Common Misunderstandings

  • "Event Hub uses a DLQ topic" — Event Hub does not create a separate event bus DLQ topic. Records in FAILED status remain in the outbox table and serve as an implicit DLQ. Detecting permanent failures requires monitoring the outbox table.

  • "The cleanup job also deletes FAILED records" — The cleanup job only deletes records in PROCESSED status. FAILED records remain in the table, and the scheduler continues to retry them.

  • "Retry count is limited" — There is no maximum retry count in the current implementation. The scheduler retries FAILED records indefinitely until someone resolves the issue or manually deletes them.

warning

Permanently failing events (e.g., corrupted Protobuf data) accumulate indefinitely in the outbox table. In production, regularly monitor for events in FAILED status and manually investigate persistent failures.

Design Notes / Best Practices

  • Enable the cleanup job in production — Event Hub disables the cleanup job by default. Enable it in production environments. Otherwise, the outbox table grows indefinitely and polling query performance degrades.

  • Tune the batch size to your throughput — The batch size determines the maximum number of records processed per scheduler cycle. Adjust based on your workload — keep in mind that Event Hub updates each batch within a single transaction.

  • Monitor FAILED records — Create an alert that monitors the count and age of events in FAILED status. Records that remain FAILED for extended periods indicate a persistent problem.

  • Preventing event loss during event bus cluster maintenance
  • Detecting and performing root cause analysis on long-standing FAILED records
  • Monitoring outbox table size and optimizing the cleanup strategy
  • Running multiple Event Hub pods with horizontal scaling

Next Step

Continue with Consumer Contracts to review the Protobuf schema structure, validation guarantees, and compatibility rules for event bus consumers.

Are FAILED events automatically retried?

Yes. Scheduler jobs query for all unprocessed records, which includes both NEW and FAILED events. The scheduler automatically re-attempts FAILED records on every cycle.

Does Event Hub use a separate DLQ topic?

No. Event Hub does not create a separate event bus DLQ topic. Records in FAILED status remain in the outbox table and serve as an implicit DLQ. Detecting permanent failures requires monitoring the outbox table.

Does the cleanup job also delete FAILED records?

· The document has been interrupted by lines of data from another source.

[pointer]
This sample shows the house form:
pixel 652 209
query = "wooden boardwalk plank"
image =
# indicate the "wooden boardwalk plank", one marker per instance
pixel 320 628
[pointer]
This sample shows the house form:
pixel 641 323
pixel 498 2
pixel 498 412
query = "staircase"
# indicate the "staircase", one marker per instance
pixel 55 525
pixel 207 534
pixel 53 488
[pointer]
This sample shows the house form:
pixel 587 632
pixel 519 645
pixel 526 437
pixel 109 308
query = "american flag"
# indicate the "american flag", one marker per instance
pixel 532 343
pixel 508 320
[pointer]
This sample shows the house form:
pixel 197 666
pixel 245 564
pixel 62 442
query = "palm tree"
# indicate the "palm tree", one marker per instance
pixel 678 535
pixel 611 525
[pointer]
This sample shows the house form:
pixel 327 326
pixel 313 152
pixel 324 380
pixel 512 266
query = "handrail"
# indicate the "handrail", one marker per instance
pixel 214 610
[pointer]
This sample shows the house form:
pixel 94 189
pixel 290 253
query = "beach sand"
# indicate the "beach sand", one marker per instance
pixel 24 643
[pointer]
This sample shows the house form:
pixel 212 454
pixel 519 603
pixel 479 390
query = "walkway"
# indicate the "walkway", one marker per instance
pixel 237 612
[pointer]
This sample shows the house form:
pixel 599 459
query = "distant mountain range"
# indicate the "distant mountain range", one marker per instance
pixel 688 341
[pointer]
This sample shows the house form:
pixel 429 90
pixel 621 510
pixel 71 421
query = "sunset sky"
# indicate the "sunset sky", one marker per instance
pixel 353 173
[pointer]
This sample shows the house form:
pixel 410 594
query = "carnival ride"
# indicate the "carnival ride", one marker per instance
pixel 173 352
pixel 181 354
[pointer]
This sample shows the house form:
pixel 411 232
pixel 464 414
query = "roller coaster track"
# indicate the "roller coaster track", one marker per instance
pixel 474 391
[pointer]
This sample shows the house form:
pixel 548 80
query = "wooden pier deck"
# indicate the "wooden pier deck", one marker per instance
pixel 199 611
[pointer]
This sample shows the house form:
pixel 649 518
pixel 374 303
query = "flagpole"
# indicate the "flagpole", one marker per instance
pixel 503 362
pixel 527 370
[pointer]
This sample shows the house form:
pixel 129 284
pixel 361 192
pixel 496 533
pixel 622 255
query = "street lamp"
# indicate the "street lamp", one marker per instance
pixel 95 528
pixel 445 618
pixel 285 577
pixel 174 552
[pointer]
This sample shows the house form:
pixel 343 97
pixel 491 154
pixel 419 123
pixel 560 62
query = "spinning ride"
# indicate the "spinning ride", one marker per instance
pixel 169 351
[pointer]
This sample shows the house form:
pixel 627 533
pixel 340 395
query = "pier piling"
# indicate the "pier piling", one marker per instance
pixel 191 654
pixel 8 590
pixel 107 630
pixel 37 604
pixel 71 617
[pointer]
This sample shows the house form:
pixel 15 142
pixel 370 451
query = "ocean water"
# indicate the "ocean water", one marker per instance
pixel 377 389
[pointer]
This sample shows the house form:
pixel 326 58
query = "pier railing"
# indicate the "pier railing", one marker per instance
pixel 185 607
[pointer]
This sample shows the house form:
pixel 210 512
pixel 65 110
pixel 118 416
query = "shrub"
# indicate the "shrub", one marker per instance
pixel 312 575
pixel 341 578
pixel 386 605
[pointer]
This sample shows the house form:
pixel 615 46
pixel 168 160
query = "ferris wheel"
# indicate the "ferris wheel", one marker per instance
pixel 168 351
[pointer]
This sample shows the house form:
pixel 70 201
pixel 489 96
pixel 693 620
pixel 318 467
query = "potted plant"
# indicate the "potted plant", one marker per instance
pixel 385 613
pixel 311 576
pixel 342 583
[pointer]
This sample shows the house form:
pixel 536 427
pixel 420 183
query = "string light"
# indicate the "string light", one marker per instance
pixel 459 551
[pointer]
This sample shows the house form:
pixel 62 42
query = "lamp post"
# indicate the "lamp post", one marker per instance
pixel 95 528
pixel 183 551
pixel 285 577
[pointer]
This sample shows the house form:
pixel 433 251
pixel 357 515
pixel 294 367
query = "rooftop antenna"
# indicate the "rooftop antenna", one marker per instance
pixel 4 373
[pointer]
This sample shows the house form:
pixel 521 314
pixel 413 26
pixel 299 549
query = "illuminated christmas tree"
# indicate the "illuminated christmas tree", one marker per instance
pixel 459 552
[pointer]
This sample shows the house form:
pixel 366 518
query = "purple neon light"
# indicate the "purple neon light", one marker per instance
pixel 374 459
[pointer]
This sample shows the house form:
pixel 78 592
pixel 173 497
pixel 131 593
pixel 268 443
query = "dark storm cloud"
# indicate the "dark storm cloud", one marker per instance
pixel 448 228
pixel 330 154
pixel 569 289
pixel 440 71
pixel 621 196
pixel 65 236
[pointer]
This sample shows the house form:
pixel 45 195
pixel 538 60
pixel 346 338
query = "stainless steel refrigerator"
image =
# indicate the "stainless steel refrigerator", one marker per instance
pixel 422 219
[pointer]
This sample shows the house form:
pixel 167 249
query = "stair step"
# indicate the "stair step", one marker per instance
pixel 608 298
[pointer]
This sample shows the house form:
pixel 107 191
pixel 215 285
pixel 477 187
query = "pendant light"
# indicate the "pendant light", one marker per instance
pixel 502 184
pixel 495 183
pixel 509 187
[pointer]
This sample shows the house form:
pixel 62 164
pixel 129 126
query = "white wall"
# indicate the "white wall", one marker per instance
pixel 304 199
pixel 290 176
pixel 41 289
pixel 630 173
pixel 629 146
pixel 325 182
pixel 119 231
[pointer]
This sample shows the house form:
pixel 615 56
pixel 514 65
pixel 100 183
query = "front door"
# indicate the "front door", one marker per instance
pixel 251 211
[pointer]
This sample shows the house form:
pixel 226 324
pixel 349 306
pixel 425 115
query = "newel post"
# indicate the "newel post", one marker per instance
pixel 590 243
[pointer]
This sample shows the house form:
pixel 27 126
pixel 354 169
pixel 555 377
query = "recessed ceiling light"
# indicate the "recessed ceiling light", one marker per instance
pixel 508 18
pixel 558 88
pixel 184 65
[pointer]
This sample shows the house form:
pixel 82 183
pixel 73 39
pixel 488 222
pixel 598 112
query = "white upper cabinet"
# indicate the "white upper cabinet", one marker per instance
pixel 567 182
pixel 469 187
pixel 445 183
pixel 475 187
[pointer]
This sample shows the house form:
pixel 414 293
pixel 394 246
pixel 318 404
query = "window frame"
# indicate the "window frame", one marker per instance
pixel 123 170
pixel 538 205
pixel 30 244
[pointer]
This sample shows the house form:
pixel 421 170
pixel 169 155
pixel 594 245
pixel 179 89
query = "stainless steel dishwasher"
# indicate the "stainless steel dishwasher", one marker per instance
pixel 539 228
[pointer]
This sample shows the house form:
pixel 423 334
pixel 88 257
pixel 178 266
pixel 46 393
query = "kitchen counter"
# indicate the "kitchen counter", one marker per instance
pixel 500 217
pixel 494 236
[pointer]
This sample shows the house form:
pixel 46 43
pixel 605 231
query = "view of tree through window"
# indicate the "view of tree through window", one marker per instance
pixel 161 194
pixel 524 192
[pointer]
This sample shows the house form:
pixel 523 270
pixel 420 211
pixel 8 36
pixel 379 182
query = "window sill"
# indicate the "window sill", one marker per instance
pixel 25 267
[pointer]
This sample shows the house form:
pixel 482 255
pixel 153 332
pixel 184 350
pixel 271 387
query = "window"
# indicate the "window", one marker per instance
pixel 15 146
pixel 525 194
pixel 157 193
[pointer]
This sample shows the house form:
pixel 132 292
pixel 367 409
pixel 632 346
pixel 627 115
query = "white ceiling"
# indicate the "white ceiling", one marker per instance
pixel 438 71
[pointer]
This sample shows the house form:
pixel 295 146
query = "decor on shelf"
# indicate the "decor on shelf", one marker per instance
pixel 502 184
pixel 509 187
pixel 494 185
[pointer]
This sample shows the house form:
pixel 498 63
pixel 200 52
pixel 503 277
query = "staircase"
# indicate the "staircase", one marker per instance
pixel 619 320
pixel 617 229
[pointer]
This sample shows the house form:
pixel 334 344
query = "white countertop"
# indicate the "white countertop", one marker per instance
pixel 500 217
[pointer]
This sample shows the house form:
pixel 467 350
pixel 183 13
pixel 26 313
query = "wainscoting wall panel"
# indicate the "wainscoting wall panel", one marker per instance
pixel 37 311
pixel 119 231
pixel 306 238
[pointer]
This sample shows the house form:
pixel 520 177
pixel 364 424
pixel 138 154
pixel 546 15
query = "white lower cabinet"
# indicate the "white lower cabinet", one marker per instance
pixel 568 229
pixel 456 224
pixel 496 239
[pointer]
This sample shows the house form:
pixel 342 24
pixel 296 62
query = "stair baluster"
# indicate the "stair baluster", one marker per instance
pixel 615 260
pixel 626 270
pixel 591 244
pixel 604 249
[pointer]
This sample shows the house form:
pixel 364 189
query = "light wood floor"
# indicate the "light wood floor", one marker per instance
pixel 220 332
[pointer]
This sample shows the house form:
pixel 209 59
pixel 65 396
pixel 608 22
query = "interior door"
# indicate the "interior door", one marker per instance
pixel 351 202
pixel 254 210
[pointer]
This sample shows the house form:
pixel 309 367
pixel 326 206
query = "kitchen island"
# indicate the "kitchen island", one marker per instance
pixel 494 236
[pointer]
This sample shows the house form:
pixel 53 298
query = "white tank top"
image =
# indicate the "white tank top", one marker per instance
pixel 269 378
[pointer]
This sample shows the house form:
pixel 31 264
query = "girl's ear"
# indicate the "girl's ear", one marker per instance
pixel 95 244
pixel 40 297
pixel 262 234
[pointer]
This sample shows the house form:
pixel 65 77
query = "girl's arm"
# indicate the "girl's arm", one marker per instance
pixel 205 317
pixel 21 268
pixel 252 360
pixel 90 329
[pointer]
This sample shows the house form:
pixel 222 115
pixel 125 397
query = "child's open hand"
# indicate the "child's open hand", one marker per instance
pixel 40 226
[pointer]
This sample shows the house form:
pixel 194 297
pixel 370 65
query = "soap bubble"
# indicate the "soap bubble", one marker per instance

No. The cleanup job only targets records in PROCESSED status. It deletes only records that Event Hub successfully sent to the event bus. FAILED records remain in the table.

Can multiple pods process the same event?

No. Event Hub uses a concurrency-safe polling mechanism that ensures only one instance processes each event. Multiple pods can run simultaneously without processing the same event.